December 2nd, 2009 at 7:36 pm
I’m sure if Goodis were in that emergency room, Walker, he’d have found a novel somewhere in that incident.
Most of his novels were set in Philadelphia. If you’re not familiar with him, you might enjoy reading one or two of them. Nobody can take you down those mean Philly streets better than he can
December 2nd, 2009 at 8:29 pm
Goodis is very close to being the equal of Woolrich, a writer that only just misses being one of the true greats.
There was recently a good deal of talk about Jim Thompson’s work here, but I would argue Thompson was extremely superficial compared to Goodis, whose bleak vision ran deep and true and was tragically never allowed to reach its full literary bloom.
But he came close. Damn close. Reading Goodis isn’t always a pleasure, but it is always a powerful experience.
December 2nd, 2009 at 8:54 pm
My opinion is that Goodis is a better overall writer than Jim Thompson. I’d be interested to see other readers of this blog vote for their “favorite” Goodis novel. Mine is “Black Friday,” a novel that starts out bleak and just goes deeper and darker down the Noir hole. While I’m at it, my favorite Thompson novel is “The Getaway.” Most people I talk to about it have never read it, they just comment on the movie adaptations, which only films approx. 75% of the novel. It’s got the strangest ending of any crime novel I’ve read.
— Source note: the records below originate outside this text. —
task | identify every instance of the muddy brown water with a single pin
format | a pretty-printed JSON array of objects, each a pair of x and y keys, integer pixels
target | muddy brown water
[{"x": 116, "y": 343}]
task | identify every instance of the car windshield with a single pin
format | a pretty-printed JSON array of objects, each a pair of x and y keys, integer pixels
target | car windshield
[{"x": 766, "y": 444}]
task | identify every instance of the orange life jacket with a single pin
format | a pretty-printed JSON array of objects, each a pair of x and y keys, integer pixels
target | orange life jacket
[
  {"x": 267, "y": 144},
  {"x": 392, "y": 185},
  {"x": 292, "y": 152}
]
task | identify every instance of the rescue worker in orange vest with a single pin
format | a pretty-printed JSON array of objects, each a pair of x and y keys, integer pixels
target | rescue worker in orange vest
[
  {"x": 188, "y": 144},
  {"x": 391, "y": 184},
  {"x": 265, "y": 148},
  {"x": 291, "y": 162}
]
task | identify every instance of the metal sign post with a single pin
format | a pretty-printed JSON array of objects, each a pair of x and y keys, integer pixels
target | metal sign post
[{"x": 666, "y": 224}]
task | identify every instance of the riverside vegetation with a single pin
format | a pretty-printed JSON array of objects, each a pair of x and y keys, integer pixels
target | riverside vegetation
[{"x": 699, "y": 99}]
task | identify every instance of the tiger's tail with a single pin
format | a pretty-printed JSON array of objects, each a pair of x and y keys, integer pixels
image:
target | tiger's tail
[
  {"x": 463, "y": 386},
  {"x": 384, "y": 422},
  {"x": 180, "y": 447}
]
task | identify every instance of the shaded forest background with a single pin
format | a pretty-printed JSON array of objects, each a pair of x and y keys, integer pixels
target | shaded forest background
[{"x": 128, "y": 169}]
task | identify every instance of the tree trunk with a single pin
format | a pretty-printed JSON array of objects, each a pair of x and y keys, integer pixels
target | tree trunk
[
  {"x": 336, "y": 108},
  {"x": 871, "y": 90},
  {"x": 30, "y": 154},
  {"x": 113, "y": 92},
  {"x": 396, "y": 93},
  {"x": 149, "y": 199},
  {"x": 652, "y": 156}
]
December 2nd, 2009 at 10:17 pm
My favorite Thompson is admittedly an offbeat one. Texas By the Tail, a rare humorous outing that I think shows off some of Thompson’s less obvious skills. But of the main body of his work I’d have to pick The Grifters.
As for Goodis, I think my favorite is Nightfall, which is one of his mainstream suspense novels and an excellent example of the form. Good movie too.
That said I have to agree with Paul about The Getaway.
December 3rd, 2009 at 3:04 pm
Favorite Goodis: STREET OF NO RETURN which uses a wino as an out-and-out adventure hero, who saves the City but makes no progress on his own terms.
Yes, the ending of Thompson’s THE GETAWAY is indeed unsettling, but someone (Paramount, Peckinpah or Steve McQueen) didn’t have the ba*ls to film it. My personal favorite Thompson is SAVAGE NIGHT.
December 3rd, 2009 at 5:29 pm
David:
You hit the nail right on the head when you said reading Goodis isn’t always a pleasure, but it’s always powerful. I honestly don’t think I could say that about any other author.
Paul:
The gothic ending of “The Getaway” was probably unfilmable, and at best, incomprehensible to most of the movie-going public. And you’re right about “Black Friday”.
Dan:
Pretty good way of putting it. The wino as an adventure hero. That’s exactly what he was. And in true Goodis form, absolutely no lively sense of adventure.